Inhibin A measurement is mainly used as an adjunctive test in the diagnosis of ovarian tumors when used in combination with Inhibin B and in the monitoring of these patients.
Originally, Inhibin was the name given to a component of serum found to inhibit the secretion of follicular hormone (FSH) from the pituitary gland. In recent years, protein inhibins have been characterized and specific immunological tests have been developed for both Inhibin A and Inhibin B. These hormones are members of the TGF-β (Transforming Growth Factor β) family. Structurally, they consist of dimers of two dissimilar protein subunits. Subunit a is common in both inhibins. In women, inhibin A is largely produced by the dominant follicle / pale body. Normally men do not produce measurable levels of inhibin A.
In young girls, concentrations of inhibin A increase as adolescence progresses. Therefore, measuring inhibin A may help determine gonad maturation and diagnose early puberty in girls. When women reach reproductive age, inhibin A levels change during the menstrual cycle. Inhibin A levels increase during the follicular phase reaching a peak during the luteal phase, with an intermediate peak in ovulation. In the initial phase of menopause, circulating inhibin levels begin to decline and reach postmenopausal women at low rates.
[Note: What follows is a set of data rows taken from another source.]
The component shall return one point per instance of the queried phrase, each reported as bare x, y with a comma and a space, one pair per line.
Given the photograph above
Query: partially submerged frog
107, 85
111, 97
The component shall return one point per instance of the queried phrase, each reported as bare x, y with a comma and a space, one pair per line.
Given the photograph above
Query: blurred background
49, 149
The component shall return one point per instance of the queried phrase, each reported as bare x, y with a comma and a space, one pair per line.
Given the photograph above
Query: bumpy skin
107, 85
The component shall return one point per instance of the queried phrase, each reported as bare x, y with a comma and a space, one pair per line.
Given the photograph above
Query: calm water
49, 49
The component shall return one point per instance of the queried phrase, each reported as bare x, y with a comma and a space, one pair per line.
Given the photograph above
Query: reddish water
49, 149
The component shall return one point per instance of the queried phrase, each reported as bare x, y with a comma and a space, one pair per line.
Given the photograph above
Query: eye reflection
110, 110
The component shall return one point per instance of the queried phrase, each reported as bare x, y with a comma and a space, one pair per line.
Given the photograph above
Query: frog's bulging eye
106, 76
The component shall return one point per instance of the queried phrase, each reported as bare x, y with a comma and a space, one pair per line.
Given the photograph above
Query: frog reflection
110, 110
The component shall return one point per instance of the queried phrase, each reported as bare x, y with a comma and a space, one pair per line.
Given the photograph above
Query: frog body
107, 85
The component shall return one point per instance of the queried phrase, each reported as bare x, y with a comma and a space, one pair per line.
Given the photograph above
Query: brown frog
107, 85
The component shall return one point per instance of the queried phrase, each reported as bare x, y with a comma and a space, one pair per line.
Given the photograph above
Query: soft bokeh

During pregnancy, the fetal unit produces relatively large amounts of inhibin A. Evaluation of inhibin A concentration in relation to fetal gestational age is applied in prenatal screening for Down syndrome and in the prediction of preeclampsia.
Patients with certain ovarian tumors have elevated serum levels of inhibin A or inhibin B. In these patients, inhibin A levels may be increased 6 to 7 times above the reference value. Inhibin measurement is a complement to cancer antigen 125 (CA 125) as an indicator of ovarian cancer. The majority of studies for inhibin A and B as markers of ovarian cancer are limited to postmenopausal women, where levels for both proteins are usually very low. Measurement of inhibin A has limited utility as an indicator of ovarian cancer in pre-menopausal women, with circulating levels being higher throughout the menstrual cycle and therefore difficult to interpret.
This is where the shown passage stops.